V.

As in most countries, the Liberal party falls into two divisions: the moderate or “national” Liberals, and the progressive or “ultra” Liberals. Their forces are of about equal strength in the Reichstag. The former section stands for the manufacturing interests, the latter for the commercial, and both for the monarchist middle class, which is opposed to any interference by a religious authority, whatever creed it may represent.

The National Liberals can point to a glorious past, for during the first years of the Empire they formed the solid kernel of the majority which faithfully voted for all the bills brought in by Bismarck. Notwithstanding some passing fits of ill-humour and sulkiness, they have continued to register their votes for laws of national interest and for world-policy, for the increase of armaments and for colonial expenditure. One might have imagined that a certain affinity of thought, a similar leaning towards a secular régime which would entirely prevent the clergy from directing moral education, a like distaste for aristocratic influences, would have made them look with a less unfriendly eye upon a foreign Liberal Government such as that of the French Republic. One might have been tempted to believe that they would make some effort, now and then, to bridge the gulf of hatred that kept the two countries apart. As a matter of fact, they have bent their energies towards widening that gulf. The German suspicions as to the revengeful designs of the French Republic were never more strongly encouraged than by the speeches of the National Liberal leader, Herr Bassermann, on foreign affairs, a subject on which he was one of the most popular speakers in the Reichstag. These utterances were a series of indictments, no less unjust than spiteful, against a nation which he had never taken the trouble to study, or which he had only seen through the spectacles of an aggravated Germanism. Thus the war must have satisfied the heartfelt desires of Herr Bassermann and his followers.
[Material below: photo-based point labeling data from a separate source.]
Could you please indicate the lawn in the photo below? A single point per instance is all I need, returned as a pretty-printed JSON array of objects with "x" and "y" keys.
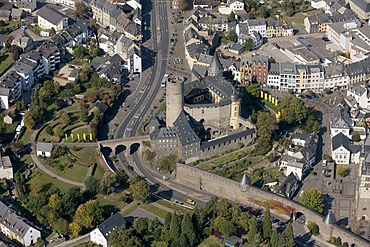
[
  {"x": 5, "y": 62},
  {"x": 130, "y": 210},
  {"x": 154, "y": 210},
  {"x": 75, "y": 165},
  {"x": 46, "y": 179},
  {"x": 211, "y": 241}
]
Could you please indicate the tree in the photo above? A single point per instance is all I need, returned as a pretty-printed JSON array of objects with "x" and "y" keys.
[
  {"x": 232, "y": 36},
  {"x": 312, "y": 198},
  {"x": 91, "y": 185},
  {"x": 231, "y": 17},
  {"x": 52, "y": 32},
  {"x": 253, "y": 230},
  {"x": 248, "y": 44},
  {"x": 267, "y": 225},
  {"x": 266, "y": 125},
  {"x": 75, "y": 229},
  {"x": 89, "y": 214},
  {"x": 188, "y": 229},
  {"x": 107, "y": 183},
  {"x": 293, "y": 110},
  {"x": 288, "y": 236},
  {"x": 80, "y": 9},
  {"x": 140, "y": 189},
  {"x": 274, "y": 242},
  {"x": 341, "y": 170},
  {"x": 175, "y": 227},
  {"x": 356, "y": 137}
]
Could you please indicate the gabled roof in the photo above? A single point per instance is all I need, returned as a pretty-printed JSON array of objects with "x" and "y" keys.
[
  {"x": 51, "y": 15},
  {"x": 111, "y": 224}
]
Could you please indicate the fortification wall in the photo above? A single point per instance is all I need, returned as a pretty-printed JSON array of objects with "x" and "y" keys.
[{"x": 230, "y": 189}]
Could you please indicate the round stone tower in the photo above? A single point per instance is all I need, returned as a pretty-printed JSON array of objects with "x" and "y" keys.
[{"x": 174, "y": 100}]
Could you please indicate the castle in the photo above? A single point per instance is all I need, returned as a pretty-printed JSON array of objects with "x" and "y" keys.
[{"x": 202, "y": 117}]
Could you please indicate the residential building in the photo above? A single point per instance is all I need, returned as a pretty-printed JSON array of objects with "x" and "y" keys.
[
  {"x": 13, "y": 82},
  {"x": 231, "y": 7},
  {"x": 254, "y": 69},
  {"x": 205, "y": 4},
  {"x": 297, "y": 77},
  {"x": 277, "y": 28},
  {"x": 101, "y": 233},
  {"x": 48, "y": 18},
  {"x": 343, "y": 152},
  {"x": 319, "y": 23},
  {"x": 113, "y": 70},
  {"x": 17, "y": 228},
  {"x": 6, "y": 168},
  {"x": 300, "y": 157},
  {"x": 361, "y": 8},
  {"x": 340, "y": 121},
  {"x": 26, "y": 5},
  {"x": 257, "y": 25},
  {"x": 44, "y": 149}
]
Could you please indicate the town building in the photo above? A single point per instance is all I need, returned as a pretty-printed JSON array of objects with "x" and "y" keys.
[
  {"x": 49, "y": 18},
  {"x": 6, "y": 168},
  {"x": 17, "y": 228},
  {"x": 254, "y": 69},
  {"x": 301, "y": 156},
  {"x": 100, "y": 235},
  {"x": 343, "y": 152},
  {"x": 44, "y": 149}
]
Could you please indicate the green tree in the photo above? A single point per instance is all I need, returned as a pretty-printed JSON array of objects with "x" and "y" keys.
[
  {"x": 267, "y": 225},
  {"x": 231, "y": 17},
  {"x": 248, "y": 44},
  {"x": 188, "y": 229},
  {"x": 91, "y": 185},
  {"x": 356, "y": 137},
  {"x": 175, "y": 227},
  {"x": 341, "y": 170},
  {"x": 232, "y": 36},
  {"x": 89, "y": 214},
  {"x": 140, "y": 189},
  {"x": 274, "y": 242},
  {"x": 293, "y": 110},
  {"x": 80, "y": 9},
  {"x": 52, "y": 32},
  {"x": 253, "y": 230},
  {"x": 312, "y": 198},
  {"x": 107, "y": 183}
]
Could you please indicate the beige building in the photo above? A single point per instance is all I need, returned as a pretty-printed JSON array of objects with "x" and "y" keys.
[{"x": 48, "y": 18}]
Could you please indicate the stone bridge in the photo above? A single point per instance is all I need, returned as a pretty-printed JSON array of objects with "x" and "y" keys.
[{"x": 129, "y": 144}]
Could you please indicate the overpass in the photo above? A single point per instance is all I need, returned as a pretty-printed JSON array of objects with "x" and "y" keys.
[{"x": 125, "y": 143}]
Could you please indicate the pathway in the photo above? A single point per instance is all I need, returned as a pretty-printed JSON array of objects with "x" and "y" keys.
[{"x": 43, "y": 168}]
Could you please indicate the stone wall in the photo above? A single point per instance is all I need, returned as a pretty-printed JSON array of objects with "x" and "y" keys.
[{"x": 221, "y": 187}]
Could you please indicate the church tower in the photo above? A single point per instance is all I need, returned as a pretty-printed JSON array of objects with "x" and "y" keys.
[
  {"x": 235, "y": 109},
  {"x": 216, "y": 67}
]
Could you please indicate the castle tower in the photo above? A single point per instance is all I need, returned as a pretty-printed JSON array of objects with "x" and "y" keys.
[
  {"x": 235, "y": 109},
  {"x": 174, "y": 100},
  {"x": 216, "y": 67}
]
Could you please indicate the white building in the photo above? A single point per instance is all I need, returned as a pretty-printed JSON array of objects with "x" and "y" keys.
[
  {"x": 16, "y": 228},
  {"x": 44, "y": 149},
  {"x": 101, "y": 234},
  {"x": 48, "y": 18},
  {"x": 343, "y": 152},
  {"x": 6, "y": 168}
]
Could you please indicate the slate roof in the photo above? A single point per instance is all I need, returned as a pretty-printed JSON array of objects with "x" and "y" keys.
[
  {"x": 111, "y": 224},
  {"x": 185, "y": 132},
  {"x": 44, "y": 147},
  {"x": 51, "y": 15}
]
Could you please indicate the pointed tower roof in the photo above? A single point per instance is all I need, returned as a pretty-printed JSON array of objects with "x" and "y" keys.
[
  {"x": 330, "y": 218},
  {"x": 216, "y": 67},
  {"x": 245, "y": 180}
]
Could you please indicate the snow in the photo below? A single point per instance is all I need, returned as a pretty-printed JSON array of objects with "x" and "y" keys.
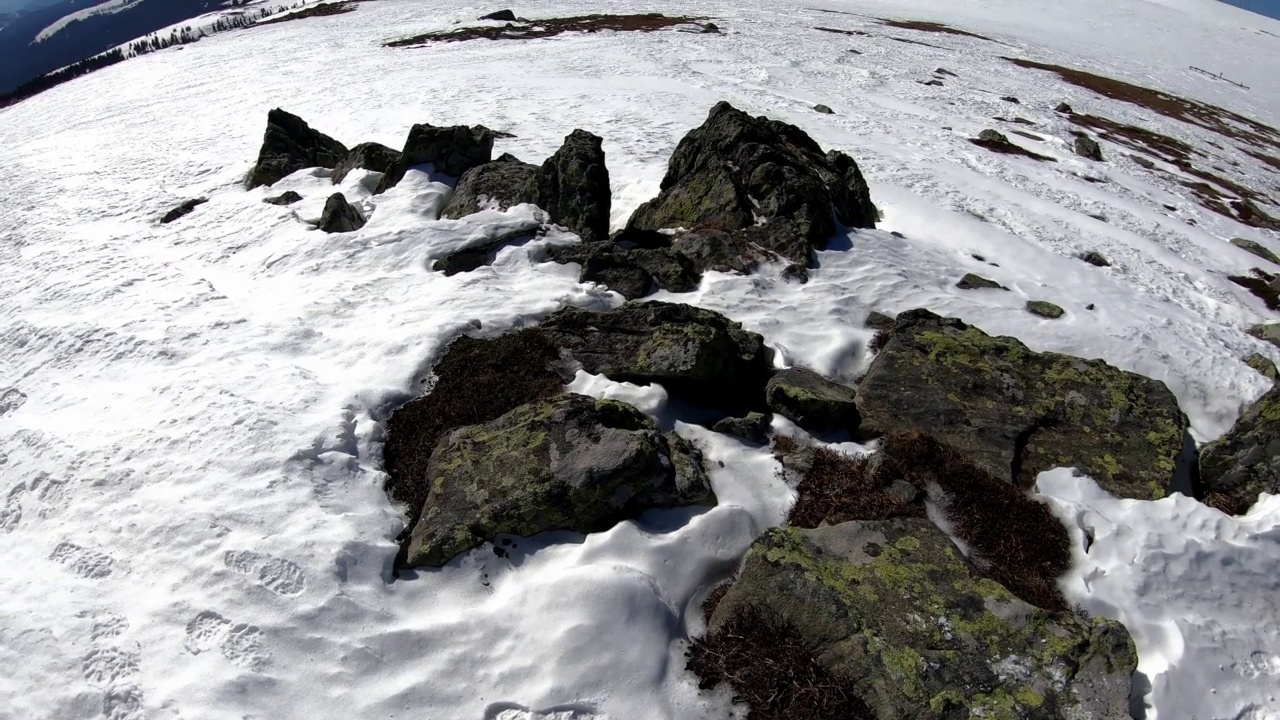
[
  {"x": 108, "y": 8},
  {"x": 191, "y": 509}
]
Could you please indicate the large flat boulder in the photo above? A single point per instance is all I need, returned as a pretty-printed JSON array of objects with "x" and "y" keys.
[
  {"x": 289, "y": 145},
  {"x": 736, "y": 168},
  {"x": 1016, "y": 413},
  {"x": 567, "y": 464},
  {"x": 900, "y": 619},
  {"x": 1246, "y": 461}
]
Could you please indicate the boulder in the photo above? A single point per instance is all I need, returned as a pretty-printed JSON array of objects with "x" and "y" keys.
[
  {"x": 1256, "y": 249},
  {"x": 1095, "y": 259},
  {"x": 1088, "y": 147},
  {"x": 287, "y": 197},
  {"x": 1018, "y": 413},
  {"x": 499, "y": 185},
  {"x": 182, "y": 210},
  {"x": 1267, "y": 333},
  {"x": 1264, "y": 365},
  {"x": 574, "y": 186},
  {"x": 567, "y": 464},
  {"x": 812, "y": 401},
  {"x": 451, "y": 150},
  {"x": 753, "y": 427},
  {"x": 339, "y": 215},
  {"x": 903, "y": 620},
  {"x": 289, "y": 145},
  {"x": 972, "y": 281},
  {"x": 1246, "y": 460},
  {"x": 735, "y": 168},
  {"x": 691, "y": 351},
  {"x": 1045, "y": 309},
  {"x": 368, "y": 155}
]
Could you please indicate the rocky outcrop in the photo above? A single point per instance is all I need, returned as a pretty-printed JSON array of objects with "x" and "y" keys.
[
  {"x": 698, "y": 354},
  {"x": 182, "y": 210},
  {"x": 574, "y": 186},
  {"x": 366, "y": 155},
  {"x": 735, "y": 168},
  {"x": 1088, "y": 147},
  {"x": 339, "y": 215},
  {"x": 567, "y": 464},
  {"x": 291, "y": 145},
  {"x": 1246, "y": 460},
  {"x": 451, "y": 150},
  {"x": 1256, "y": 249},
  {"x": 499, "y": 185},
  {"x": 812, "y": 401},
  {"x": 1018, "y": 413},
  {"x": 1045, "y": 309},
  {"x": 903, "y": 620}
]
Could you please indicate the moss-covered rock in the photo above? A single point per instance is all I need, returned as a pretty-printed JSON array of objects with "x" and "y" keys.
[
  {"x": 735, "y": 168},
  {"x": 900, "y": 615},
  {"x": 691, "y": 351},
  {"x": 1246, "y": 460},
  {"x": 567, "y": 464},
  {"x": 812, "y": 401},
  {"x": 1018, "y": 413}
]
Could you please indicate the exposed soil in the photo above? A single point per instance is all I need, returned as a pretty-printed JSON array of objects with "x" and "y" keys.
[
  {"x": 320, "y": 10},
  {"x": 551, "y": 27}
]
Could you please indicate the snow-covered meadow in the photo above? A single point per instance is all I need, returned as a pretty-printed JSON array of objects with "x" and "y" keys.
[{"x": 191, "y": 507}]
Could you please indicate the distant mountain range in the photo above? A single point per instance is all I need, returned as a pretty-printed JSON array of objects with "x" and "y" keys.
[{"x": 23, "y": 58}]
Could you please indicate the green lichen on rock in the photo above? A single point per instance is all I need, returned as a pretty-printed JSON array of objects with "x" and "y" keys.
[
  {"x": 565, "y": 464},
  {"x": 1018, "y": 413},
  {"x": 903, "y": 618},
  {"x": 1246, "y": 461}
]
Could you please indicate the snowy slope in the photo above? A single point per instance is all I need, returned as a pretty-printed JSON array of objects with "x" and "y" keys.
[{"x": 192, "y": 513}]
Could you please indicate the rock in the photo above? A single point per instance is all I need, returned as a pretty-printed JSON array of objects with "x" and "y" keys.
[
  {"x": 690, "y": 351},
  {"x": 630, "y": 273},
  {"x": 1267, "y": 333},
  {"x": 289, "y": 145},
  {"x": 368, "y": 155},
  {"x": 753, "y": 427},
  {"x": 567, "y": 464},
  {"x": 906, "y": 624},
  {"x": 972, "y": 281},
  {"x": 1045, "y": 309},
  {"x": 574, "y": 186},
  {"x": 339, "y": 215},
  {"x": 878, "y": 322},
  {"x": 182, "y": 210},
  {"x": 1088, "y": 147},
  {"x": 735, "y": 168},
  {"x": 1018, "y": 413},
  {"x": 1257, "y": 249},
  {"x": 812, "y": 401},
  {"x": 1246, "y": 460},
  {"x": 1264, "y": 365},
  {"x": 1095, "y": 259},
  {"x": 451, "y": 150},
  {"x": 287, "y": 197},
  {"x": 499, "y": 185}
]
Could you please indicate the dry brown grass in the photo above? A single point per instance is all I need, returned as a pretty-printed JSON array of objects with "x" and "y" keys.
[
  {"x": 778, "y": 677},
  {"x": 551, "y": 27}
]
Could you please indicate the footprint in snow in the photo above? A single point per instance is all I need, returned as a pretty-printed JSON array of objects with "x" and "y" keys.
[
  {"x": 275, "y": 574},
  {"x": 238, "y": 642},
  {"x": 83, "y": 561}
]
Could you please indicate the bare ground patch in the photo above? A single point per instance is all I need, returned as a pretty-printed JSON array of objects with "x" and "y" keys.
[{"x": 551, "y": 27}]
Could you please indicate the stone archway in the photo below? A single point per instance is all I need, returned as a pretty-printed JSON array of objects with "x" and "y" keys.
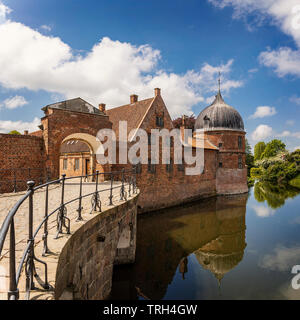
[{"x": 60, "y": 125}]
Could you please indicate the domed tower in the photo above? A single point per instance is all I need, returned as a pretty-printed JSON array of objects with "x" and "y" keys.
[{"x": 223, "y": 126}]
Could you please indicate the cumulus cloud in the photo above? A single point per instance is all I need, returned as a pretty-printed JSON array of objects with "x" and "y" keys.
[
  {"x": 281, "y": 259},
  {"x": 263, "y": 111},
  {"x": 7, "y": 125},
  {"x": 14, "y": 102},
  {"x": 46, "y": 28},
  {"x": 4, "y": 11},
  {"x": 262, "y": 132},
  {"x": 282, "y": 13},
  {"x": 109, "y": 72}
]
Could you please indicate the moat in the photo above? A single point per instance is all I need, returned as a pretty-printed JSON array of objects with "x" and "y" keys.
[{"x": 239, "y": 247}]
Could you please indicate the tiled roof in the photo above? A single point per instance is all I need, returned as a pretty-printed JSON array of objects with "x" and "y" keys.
[
  {"x": 77, "y": 104},
  {"x": 132, "y": 113},
  {"x": 74, "y": 146}
]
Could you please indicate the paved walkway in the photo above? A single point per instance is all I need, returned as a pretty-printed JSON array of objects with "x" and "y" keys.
[{"x": 7, "y": 201}]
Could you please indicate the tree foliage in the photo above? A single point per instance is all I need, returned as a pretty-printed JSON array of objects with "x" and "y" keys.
[
  {"x": 258, "y": 150},
  {"x": 272, "y": 149},
  {"x": 14, "y": 132}
]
For a long time the Progressive Democrats, who opposed the spread of militarism, voted against any increase of military burdens. It was the triumph of Prince von Bülow’s tactical skill that he induced these extremist representatives of the middle classes to change front and to swell the ranks of the Conservatives and National Liberals, so as to form a Governmental and militarist majority. Henceforth the Progressives were always meek supporters of any increase in the Imperial forces. That they adopted this course at first in the interests of national defence is fairly obvious; but they cannot have been blind to the aggressive character of the 1913 army bill. They accepted in advance all the consequences of this measure, because they too had rallied to the cause of world-policy and colonial expansion. These ideas were floating in the atmosphere of the Reichstag, as well as in the air that all who were concerned with statecraft breathed in Berlin.